Dai primi accertamenti in Uruguay e Spagna non emergono elementi per modificare il parere positivo sulla grazia.
Sul caso Minetti non sono emersi, almeno per ora, elementi nuovi tali da ribaltare il parere positivo già espresso sulla grazia concessa a Nicole Minetti. Secondo fonti della Procura generale di Milano, le prime risposte arrivate tramite Interpol dagli accertamenti avviati in Uruguay e Spagna risultano in linea con il quadro già esistente e non hanno modificato, allo stato, l’orientamento favorevole maturato nei mesi scorsi.
Le verifiche, però, non sono concluse. Gli uffici della Procura generale milanese, guidata da Francesca Nanni con il sostituto pg Gaetano Brusa, attendono infatti ulteriori approfondimenti nei prossimi giorni. Se dovessero emergere elementi ostativi, il parere sulla grazia potrebbe essere rivisto e trasmesso nuovamente al ministero della Giustizia. Al momento, però, questo scenario non si è verificato.
Al centro degli accertamenti ci sono soprattutto la regolarità della procedura di adozione del figlio di Minetti e del compagno Giuseppe Cipriani, oltre alla verifica di eventuali procedimenti o denunce all’estero. Da una prima informativa dell’Interpol, sempre secondo quanto riferito, non sarebbero emersi precedenti penali né indagini in corso per favoreggiamento della prostituzione in Uruguay e in Spagna a carico di Minetti o del compagno.
Un altro punto ritenuto centrale riguarda la valutazione del percorso personale dell’ex consigliera lombarda: la Procura generale vuole accertare se vi sia stata davvero una seria volontà di riscatto sociale, elemento che aveva avuto un peso nel parere già espresso sul provvedimento di clemenza.

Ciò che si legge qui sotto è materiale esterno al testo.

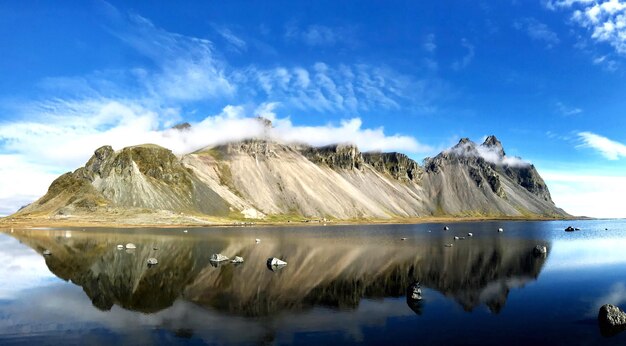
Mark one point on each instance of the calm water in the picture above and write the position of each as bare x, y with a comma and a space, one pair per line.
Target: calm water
341, 284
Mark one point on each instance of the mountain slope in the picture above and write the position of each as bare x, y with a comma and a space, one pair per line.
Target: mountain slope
262, 179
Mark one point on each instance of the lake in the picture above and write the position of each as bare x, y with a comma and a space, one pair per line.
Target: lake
342, 284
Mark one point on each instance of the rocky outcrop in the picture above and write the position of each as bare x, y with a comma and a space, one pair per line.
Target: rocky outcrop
259, 178
147, 176
397, 165
612, 320
328, 273
338, 156
471, 179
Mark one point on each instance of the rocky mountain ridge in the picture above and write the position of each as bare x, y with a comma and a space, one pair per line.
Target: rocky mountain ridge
264, 179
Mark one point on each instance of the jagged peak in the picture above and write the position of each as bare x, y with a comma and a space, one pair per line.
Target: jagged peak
493, 143
182, 126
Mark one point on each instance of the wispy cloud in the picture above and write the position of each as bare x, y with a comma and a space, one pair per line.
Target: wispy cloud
604, 19
573, 190
467, 59
344, 88
235, 42
41, 149
610, 149
537, 31
430, 44
320, 35
566, 110
60, 131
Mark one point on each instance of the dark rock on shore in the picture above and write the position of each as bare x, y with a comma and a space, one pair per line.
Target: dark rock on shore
612, 320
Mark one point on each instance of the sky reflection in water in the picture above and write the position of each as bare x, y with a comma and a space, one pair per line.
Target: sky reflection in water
343, 284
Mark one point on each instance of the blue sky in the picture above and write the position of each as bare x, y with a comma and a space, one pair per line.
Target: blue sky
546, 77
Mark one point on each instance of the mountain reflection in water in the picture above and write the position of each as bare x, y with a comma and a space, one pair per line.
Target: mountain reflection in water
335, 272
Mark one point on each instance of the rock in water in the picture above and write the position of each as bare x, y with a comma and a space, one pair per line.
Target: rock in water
611, 319
218, 257
237, 259
540, 250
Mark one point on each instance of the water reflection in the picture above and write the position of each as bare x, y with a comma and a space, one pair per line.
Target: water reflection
336, 272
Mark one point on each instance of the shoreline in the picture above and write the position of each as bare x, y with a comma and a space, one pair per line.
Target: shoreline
32, 224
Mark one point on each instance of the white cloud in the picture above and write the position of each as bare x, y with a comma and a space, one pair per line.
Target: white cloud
567, 110
64, 137
320, 35
537, 31
610, 149
594, 195
467, 59
341, 89
429, 43
122, 108
604, 19
489, 154
238, 44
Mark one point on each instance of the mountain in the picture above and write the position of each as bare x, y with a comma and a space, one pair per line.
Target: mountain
264, 179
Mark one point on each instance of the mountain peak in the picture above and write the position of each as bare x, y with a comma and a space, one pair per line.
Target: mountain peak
494, 144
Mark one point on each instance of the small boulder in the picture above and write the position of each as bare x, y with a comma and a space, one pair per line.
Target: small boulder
540, 250
237, 259
611, 319
275, 262
218, 257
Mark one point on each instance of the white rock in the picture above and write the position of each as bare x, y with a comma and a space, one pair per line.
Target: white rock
540, 250
275, 262
218, 257
237, 259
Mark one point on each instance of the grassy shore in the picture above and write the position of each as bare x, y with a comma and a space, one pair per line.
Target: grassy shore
216, 222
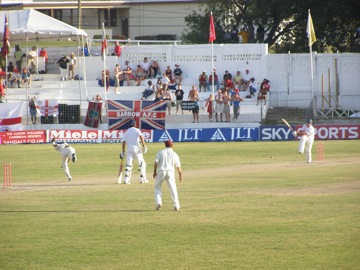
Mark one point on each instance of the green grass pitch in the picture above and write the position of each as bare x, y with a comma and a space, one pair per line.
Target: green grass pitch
244, 205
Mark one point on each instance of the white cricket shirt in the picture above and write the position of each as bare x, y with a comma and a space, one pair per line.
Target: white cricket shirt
167, 160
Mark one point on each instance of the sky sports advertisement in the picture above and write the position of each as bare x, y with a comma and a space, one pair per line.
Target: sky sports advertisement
236, 134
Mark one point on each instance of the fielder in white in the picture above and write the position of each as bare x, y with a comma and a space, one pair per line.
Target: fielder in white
164, 170
132, 139
67, 152
307, 135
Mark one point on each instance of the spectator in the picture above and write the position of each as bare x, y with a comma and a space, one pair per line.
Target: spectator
10, 67
216, 81
117, 49
148, 91
32, 109
179, 94
246, 80
209, 106
194, 96
154, 69
227, 76
18, 54
145, 65
128, 75
165, 82
32, 60
228, 85
252, 87
107, 77
43, 60
26, 77
177, 74
164, 168
237, 80
203, 79
262, 94
159, 94
158, 84
236, 99
118, 77
168, 73
226, 102
139, 75
244, 35
219, 106
63, 62
260, 33
167, 96
15, 78
72, 62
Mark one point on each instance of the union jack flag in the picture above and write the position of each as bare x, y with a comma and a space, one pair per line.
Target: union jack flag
147, 114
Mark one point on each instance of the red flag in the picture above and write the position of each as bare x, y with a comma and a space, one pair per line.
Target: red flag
6, 44
212, 35
93, 115
103, 46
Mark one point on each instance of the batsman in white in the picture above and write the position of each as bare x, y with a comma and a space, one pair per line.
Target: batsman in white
67, 152
132, 139
307, 135
164, 170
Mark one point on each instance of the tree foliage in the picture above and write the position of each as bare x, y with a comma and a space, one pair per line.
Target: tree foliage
283, 22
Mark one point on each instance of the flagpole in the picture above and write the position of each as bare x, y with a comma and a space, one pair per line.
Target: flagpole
104, 61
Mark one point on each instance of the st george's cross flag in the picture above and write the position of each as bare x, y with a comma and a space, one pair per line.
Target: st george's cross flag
147, 114
212, 35
10, 116
93, 115
310, 30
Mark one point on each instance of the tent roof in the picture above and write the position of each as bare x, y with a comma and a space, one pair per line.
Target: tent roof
36, 25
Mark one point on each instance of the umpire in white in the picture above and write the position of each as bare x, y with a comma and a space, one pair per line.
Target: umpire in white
132, 139
164, 170
67, 152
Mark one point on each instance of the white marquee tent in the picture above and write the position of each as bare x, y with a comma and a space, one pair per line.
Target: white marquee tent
33, 25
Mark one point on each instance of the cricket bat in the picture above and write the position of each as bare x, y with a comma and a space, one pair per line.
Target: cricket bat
120, 172
287, 124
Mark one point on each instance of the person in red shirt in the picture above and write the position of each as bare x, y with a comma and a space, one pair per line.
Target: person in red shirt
2, 89
117, 49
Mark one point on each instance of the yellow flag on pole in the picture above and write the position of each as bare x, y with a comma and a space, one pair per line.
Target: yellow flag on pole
310, 30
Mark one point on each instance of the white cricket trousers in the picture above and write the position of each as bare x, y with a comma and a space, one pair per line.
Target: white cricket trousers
305, 145
66, 154
169, 177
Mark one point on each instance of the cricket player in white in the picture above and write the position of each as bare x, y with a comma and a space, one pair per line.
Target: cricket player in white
164, 170
132, 139
67, 152
307, 135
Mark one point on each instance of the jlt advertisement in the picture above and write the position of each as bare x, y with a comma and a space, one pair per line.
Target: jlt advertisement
261, 133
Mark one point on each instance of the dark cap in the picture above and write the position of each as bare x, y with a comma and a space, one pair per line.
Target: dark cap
168, 143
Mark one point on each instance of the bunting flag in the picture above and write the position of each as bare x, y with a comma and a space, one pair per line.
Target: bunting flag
93, 115
10, 116
104, 49
310, 30
6, 44
47, 107
147, 114
212, 35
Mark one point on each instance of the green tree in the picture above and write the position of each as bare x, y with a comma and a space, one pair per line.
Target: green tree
283, 22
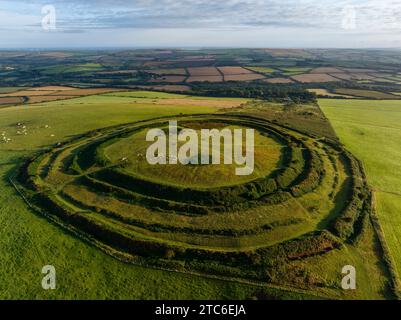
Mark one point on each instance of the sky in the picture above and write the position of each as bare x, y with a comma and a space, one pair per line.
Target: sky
200, 23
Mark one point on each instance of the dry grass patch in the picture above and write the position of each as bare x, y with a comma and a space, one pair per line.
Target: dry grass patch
314, 77
172, 79
204, 71
244, 77
205, 78
234, 70
278, 80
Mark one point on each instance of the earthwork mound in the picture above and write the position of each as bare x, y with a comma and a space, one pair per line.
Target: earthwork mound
306, 197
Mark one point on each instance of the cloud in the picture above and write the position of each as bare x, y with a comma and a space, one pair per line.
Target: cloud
323, 17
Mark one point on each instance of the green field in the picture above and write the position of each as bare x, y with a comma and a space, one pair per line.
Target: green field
30, 241
372, 131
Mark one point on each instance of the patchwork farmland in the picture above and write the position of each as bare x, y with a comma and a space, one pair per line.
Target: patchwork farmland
78, 191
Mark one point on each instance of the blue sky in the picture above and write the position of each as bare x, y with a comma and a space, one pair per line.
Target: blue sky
203, 23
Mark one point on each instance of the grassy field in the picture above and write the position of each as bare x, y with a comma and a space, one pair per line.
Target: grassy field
267, 159
372, 131
29, 242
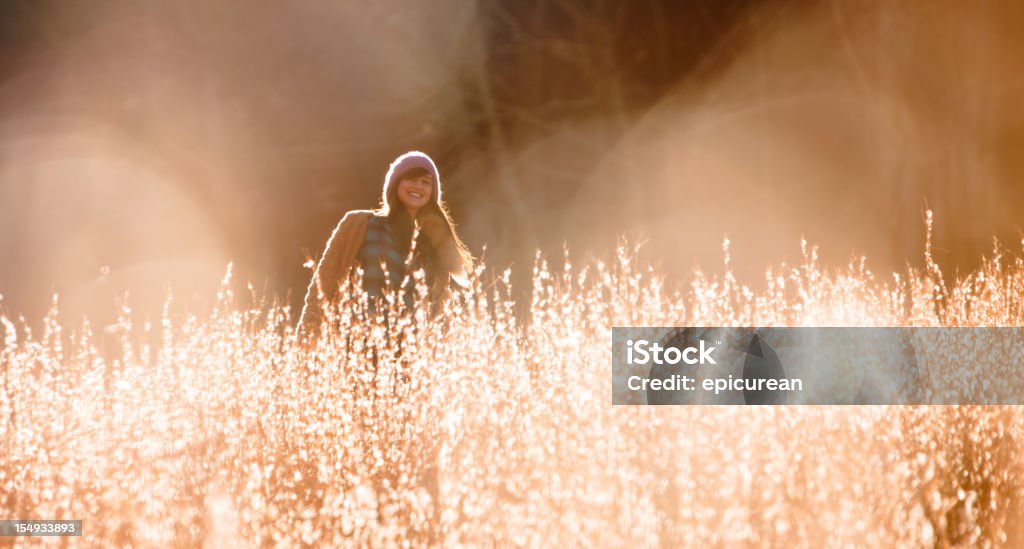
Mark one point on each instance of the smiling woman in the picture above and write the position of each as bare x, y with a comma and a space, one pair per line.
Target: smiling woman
380, 241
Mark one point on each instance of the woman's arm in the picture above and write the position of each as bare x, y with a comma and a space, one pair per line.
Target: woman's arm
335, 263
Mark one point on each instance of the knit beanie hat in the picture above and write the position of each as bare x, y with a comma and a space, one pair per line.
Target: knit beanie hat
413, 159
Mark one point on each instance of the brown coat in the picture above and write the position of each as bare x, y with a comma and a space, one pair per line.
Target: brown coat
340, 257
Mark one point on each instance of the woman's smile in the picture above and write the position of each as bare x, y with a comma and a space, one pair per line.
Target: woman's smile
415, 192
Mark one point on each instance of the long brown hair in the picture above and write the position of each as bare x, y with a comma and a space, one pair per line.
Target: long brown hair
403, 225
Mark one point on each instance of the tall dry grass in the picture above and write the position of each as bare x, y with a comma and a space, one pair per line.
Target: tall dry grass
480, 427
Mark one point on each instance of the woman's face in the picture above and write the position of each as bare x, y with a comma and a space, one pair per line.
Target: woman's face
414, 192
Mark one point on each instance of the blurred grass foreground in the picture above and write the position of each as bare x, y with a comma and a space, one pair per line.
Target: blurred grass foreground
482, 426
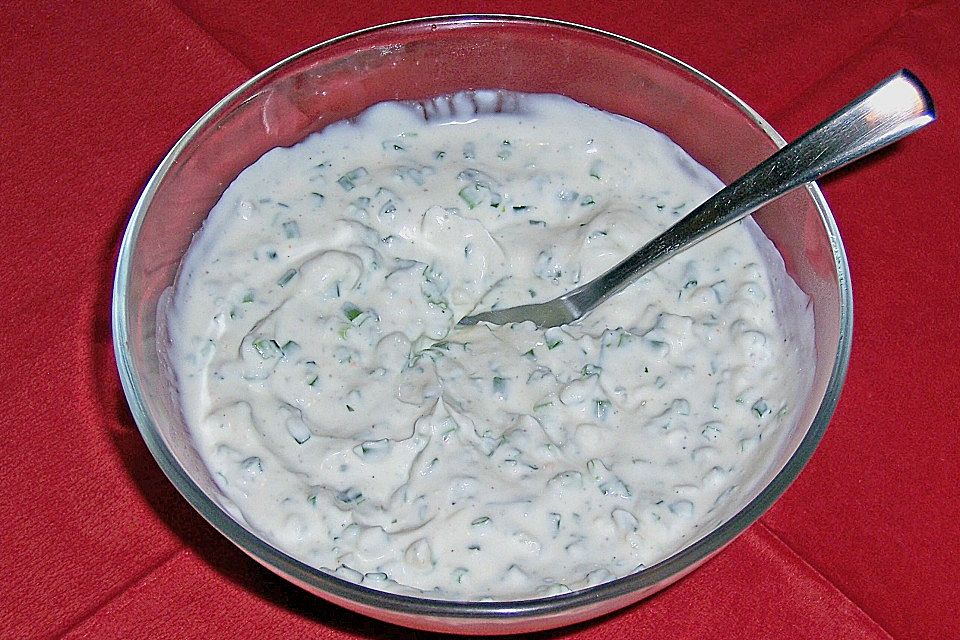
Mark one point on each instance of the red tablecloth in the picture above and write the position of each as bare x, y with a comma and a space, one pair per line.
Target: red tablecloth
95, 542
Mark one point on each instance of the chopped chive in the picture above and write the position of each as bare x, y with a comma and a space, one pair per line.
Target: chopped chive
267, 348
472, 195
351, 312
286, 277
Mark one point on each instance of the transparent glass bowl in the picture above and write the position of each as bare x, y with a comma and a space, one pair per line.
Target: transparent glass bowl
428, 57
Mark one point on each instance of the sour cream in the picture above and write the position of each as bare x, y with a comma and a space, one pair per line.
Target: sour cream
348, 420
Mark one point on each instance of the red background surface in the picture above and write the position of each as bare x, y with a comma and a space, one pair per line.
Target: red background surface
95, 543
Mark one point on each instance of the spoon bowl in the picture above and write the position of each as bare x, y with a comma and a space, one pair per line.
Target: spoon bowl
895, 108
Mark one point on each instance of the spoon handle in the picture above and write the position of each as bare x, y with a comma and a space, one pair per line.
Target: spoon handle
893, 109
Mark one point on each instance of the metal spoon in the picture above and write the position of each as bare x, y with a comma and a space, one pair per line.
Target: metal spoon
895, 108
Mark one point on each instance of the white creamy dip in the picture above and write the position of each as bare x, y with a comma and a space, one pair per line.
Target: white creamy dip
354, 426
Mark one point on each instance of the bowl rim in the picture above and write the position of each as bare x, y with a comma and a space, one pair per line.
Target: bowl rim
314, 579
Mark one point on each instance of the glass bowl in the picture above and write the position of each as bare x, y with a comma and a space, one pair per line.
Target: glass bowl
419, 59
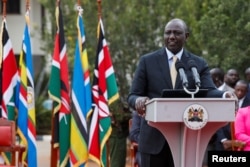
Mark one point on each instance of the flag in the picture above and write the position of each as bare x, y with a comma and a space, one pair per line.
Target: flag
81, 99
59, 92
9, 74
26, 121
104, 91
9, 77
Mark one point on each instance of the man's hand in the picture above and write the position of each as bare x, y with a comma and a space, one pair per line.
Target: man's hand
229, 94
140, 105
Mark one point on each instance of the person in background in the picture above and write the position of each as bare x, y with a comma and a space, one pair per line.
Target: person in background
224, 139
152, 76
230, 79
242, 127
217, 75
117, 142
134, 134
247, 78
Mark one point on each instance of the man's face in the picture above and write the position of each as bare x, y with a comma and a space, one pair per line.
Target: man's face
240, 90
232, 77
175, 36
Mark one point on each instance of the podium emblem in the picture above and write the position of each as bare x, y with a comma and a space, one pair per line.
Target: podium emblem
195, 116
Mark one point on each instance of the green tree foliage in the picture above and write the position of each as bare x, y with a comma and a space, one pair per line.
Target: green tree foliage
224, 31
219, 29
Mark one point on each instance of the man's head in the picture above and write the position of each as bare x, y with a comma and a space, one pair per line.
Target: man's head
241, 89
247, 74
231, 77
217, 75
175, 35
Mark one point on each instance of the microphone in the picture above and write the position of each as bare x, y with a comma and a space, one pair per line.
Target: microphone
192, 66
180, 68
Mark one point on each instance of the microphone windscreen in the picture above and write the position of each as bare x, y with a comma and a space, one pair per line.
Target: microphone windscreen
191, 63
179, 65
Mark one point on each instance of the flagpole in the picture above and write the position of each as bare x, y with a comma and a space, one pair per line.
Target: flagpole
53, 150
99, 5
99, 2
4, 8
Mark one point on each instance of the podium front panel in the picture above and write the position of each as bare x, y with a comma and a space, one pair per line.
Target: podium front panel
172, 109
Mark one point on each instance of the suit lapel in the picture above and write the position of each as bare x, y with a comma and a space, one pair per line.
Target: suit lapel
163, 64
184, 58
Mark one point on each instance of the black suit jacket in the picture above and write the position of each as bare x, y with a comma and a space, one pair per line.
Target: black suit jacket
151, 77
225, 131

Quando il quadro istruttorio sarà completo, i magistrati dovranno decidere se confermare definitivamente la linea già adottata oppure modificarla.
Il dossier è tornato a far discutere dopo che la vicenda della grazia a Nicole Minetti è stata rimessa sotto osservazione con richieste di chiarimento e nuovi approfondimenti. La grazia era stata concessa nei mesi scorsi per motivi legati anche alle gravi condizioni di salute del figlio adottato, mentre Minetti doveva scontare in affidamento ai servizi sociali una pena di 3 anni e 11 mesi per favoreggiamento della prostituzione nel processo Ruby bis e per peculato nella vicenda delle cosiddette “spese allegre” al Pirellone.
Per adesso, dunque, i primi riscontri non cambiano il quadro. Ma il caso Minetti resta aperto, perché solo al termine di tutte le verifiche internazionali si saprà se il parere positivo sulla grazia sarà confermato in via definitiva oppure rimesso in discussione.